Seiring tuntutan organisasi yang terus maju, kebutuhan fasilitas dan lahan yang lebih luas, serta untuk menjangkau visi yang jauh ke depan, maka muncul rencana pembangunan gedung baru di kawasan perkantoran yang dekat dengan pusat pemerintahan. Lahan yang dipilih untuk gedung baru tersebut terletak di Jalan Thamrin, Jakarta Pusat.
Pada saat itu, arsitek yang dipercaya untuk merancang gedung BI baru adalah F. Silaban. Seorang arsitek yang dijuluki oleh Soekarno sebagai arsitek by the grace of God ini juga dipercaya merancang bangunan Masjid Istiqlal, meskipun sang arsitek bukan seorang muslim. Gedung Thamrin inilah yang kemudian menjadi titik tolak berkembangnya konsep arsitektur di kompleks perkantoran terbesar di Jakarta, sekaligus menandai zaman baru dunia arsitektur di kalangan perbankan Indonesia.

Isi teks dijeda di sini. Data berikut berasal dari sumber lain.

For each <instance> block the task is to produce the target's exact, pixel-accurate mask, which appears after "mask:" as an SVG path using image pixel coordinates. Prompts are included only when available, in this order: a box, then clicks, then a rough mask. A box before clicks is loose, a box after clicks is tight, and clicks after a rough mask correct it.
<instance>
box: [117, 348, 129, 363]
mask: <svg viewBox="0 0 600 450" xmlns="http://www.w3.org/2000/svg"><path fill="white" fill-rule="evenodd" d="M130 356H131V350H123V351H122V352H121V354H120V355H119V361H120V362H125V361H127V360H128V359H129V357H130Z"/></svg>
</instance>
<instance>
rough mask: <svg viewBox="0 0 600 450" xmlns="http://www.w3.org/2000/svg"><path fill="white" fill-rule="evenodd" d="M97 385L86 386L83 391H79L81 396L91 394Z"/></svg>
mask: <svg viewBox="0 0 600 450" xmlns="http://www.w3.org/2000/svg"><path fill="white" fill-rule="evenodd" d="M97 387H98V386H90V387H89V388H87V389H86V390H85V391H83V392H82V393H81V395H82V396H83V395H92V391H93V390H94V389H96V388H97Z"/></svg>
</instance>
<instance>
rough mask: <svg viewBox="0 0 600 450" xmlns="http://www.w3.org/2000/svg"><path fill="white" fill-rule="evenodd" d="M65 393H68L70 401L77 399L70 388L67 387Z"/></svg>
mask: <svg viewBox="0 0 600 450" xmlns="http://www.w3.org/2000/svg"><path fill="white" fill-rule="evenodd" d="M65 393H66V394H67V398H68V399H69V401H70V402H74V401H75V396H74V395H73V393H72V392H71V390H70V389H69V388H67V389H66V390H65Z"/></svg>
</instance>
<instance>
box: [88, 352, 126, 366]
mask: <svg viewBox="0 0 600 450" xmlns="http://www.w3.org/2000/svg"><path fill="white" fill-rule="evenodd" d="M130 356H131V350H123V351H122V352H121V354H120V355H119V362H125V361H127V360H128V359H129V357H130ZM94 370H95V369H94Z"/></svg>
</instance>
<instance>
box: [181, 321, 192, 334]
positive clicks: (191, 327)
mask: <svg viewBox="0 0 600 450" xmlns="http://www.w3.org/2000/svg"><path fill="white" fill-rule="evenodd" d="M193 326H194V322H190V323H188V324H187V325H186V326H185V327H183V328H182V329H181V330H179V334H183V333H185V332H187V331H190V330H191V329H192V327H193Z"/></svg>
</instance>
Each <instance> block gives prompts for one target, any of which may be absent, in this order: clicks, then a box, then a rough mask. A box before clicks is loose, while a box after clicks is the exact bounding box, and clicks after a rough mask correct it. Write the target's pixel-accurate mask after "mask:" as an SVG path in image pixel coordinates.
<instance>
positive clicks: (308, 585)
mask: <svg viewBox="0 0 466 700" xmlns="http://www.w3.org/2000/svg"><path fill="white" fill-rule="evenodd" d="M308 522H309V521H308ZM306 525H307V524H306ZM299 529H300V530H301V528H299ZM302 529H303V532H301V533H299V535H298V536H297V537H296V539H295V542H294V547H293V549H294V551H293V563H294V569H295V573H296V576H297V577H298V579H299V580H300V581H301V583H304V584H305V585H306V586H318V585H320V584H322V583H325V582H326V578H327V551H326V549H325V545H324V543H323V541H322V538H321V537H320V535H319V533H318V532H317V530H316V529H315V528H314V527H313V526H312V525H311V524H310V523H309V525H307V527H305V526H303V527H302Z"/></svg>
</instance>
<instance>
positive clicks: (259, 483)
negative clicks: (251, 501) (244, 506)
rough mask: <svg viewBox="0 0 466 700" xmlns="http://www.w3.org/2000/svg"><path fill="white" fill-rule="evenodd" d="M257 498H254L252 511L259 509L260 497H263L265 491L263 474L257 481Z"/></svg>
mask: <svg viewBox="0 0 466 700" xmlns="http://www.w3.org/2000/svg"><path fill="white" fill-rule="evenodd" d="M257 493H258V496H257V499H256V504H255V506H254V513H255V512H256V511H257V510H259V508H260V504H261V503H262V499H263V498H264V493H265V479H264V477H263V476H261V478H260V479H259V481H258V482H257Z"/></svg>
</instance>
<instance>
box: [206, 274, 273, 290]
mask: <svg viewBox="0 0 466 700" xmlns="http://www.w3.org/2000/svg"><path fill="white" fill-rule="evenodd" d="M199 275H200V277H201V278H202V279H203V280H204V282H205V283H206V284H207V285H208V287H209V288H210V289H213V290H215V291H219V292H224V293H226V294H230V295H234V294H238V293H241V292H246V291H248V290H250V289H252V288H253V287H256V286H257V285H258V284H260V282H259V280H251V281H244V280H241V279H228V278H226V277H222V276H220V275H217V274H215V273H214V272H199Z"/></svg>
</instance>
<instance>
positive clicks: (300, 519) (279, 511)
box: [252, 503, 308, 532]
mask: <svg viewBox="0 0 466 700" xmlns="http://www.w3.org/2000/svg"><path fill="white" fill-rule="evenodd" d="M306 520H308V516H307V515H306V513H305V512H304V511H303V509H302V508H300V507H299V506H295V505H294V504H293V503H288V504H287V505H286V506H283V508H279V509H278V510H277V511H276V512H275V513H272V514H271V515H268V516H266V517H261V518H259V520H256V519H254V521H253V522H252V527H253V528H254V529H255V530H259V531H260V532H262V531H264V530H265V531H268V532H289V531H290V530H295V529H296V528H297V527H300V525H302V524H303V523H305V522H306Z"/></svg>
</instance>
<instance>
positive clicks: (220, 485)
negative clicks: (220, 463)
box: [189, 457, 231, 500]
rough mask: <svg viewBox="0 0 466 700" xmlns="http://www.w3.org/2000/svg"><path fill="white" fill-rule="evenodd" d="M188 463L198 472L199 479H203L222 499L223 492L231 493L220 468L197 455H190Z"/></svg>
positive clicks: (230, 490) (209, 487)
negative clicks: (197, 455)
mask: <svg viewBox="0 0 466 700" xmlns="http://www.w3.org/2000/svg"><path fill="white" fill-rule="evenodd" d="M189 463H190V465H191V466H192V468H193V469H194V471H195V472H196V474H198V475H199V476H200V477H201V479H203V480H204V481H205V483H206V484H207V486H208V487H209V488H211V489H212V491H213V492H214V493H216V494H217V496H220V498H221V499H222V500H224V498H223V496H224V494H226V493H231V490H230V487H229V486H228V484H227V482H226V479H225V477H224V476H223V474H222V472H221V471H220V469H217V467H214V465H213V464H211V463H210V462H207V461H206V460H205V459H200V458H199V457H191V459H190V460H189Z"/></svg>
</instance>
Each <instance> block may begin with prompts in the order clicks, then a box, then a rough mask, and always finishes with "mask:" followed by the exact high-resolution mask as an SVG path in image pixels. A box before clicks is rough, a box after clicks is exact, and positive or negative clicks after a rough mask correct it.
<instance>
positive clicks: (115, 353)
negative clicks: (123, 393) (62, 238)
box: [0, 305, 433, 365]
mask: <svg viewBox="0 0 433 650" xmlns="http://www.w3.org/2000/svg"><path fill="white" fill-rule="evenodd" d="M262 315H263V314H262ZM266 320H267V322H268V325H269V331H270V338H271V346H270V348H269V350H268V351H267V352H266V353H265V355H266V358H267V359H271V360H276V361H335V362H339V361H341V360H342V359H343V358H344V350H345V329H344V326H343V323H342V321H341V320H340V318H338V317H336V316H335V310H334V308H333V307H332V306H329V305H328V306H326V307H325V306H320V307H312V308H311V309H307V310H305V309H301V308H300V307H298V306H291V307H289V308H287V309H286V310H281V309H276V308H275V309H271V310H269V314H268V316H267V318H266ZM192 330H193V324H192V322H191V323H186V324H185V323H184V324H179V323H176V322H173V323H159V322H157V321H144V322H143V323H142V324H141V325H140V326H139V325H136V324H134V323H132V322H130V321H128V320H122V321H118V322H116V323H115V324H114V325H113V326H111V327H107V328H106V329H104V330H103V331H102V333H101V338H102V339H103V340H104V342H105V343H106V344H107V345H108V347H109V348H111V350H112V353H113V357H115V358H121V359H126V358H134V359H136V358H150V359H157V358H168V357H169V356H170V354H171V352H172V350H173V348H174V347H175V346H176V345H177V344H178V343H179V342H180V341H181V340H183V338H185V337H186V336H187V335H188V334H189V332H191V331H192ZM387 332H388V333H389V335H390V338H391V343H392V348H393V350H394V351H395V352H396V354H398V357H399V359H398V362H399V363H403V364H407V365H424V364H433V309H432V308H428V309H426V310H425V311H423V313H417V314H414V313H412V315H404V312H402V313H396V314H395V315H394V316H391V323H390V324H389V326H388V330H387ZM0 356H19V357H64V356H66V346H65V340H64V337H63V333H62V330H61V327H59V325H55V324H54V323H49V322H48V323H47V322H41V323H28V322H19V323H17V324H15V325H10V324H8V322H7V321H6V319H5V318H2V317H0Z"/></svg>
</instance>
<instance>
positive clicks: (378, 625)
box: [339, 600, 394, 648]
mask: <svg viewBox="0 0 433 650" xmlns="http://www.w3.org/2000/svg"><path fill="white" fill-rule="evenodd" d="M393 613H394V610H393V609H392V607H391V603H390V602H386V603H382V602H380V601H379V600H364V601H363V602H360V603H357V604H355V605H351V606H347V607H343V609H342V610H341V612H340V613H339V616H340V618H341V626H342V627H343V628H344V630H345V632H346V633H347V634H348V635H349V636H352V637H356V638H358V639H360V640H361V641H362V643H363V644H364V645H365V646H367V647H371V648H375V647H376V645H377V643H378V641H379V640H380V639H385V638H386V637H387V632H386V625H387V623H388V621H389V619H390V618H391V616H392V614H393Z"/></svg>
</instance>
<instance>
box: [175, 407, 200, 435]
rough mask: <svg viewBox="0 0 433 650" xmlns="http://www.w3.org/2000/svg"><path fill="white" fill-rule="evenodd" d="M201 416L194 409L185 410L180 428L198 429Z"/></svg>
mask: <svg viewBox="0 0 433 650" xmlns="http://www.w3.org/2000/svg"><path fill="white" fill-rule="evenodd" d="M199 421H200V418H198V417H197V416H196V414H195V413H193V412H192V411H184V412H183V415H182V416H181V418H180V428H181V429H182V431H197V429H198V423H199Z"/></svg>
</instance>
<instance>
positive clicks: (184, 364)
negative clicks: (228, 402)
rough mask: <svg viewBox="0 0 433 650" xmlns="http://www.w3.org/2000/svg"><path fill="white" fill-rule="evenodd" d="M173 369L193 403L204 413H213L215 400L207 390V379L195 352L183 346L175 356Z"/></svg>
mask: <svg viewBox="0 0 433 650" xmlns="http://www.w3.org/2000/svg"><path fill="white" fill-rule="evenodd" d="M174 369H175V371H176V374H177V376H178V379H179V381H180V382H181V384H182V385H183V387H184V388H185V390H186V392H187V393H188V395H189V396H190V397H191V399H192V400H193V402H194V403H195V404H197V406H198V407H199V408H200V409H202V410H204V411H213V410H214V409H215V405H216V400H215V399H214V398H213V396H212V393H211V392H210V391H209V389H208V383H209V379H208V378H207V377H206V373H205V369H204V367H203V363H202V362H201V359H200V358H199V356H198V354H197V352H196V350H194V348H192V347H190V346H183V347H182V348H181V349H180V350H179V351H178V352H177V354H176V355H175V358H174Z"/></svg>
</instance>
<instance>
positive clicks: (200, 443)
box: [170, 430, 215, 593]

Bertepatan dengan hari Bank 5 Juli 1963, gedung BI di Thamrin diresmikan oleh Presiden Soekarno. Setelah lebih dari satu dekade sejak kepindahannya ke Thamrin, BI menyusun sebuah Program Rencana Induk Kompleks Perkantoran Bank Indonesia (Rikoperbi) yang merupakan gambaran pengembangan Kantor Pusat BI dalam kurun waktu 10 tahunan.
Evaluasi Rikoperbi terbagi atas empat periode, yaitu Rikoperbi 1978, 1988, 1998, dan 2008 – 2009. Rencana Induk itu saat ini telah mewujud menjadi Komplek Perkantoran BI yang menempati area lahan yang dibatasi oleh jalan Thamrin, jalan Kebon Sirih, jalan Tanah Abang, dan jalan Budi Kemuliaan.
Selain Gedung tua nan ikonik yang didesain oleh Silaban, Gedung Thamrin diapit pula oleh menara kembar kombinasi warna biru dan perak tepat di belakangnya. Keduanya bisa dikatakan sebagai wajah modern bangunan BI. Menara kembar yang didesain oleh Ir Karnaya tersebut kemudian dinamakan Gedung A (Menara Radius Prawiro) dan Gedung B (Menara Sjafruddin Prawiranegara).
Sjafruddin Prawiranegara merupakan mantan Gubernur BI pertama yang menjabat tahun 1953-1958 yang sekaligus Presiden DJB terakhir pada periode 1952-1953. Sedangkan Radius Prawiro adalah mantan BI pada masa rehabilitasi perekonomian tahun 1966-1973. Salah satu prestasi menonol Prawiro, berhasil menurunkan inflasi yang mencapai 600 persen pada 1965 menjadi di bawah 50 persen.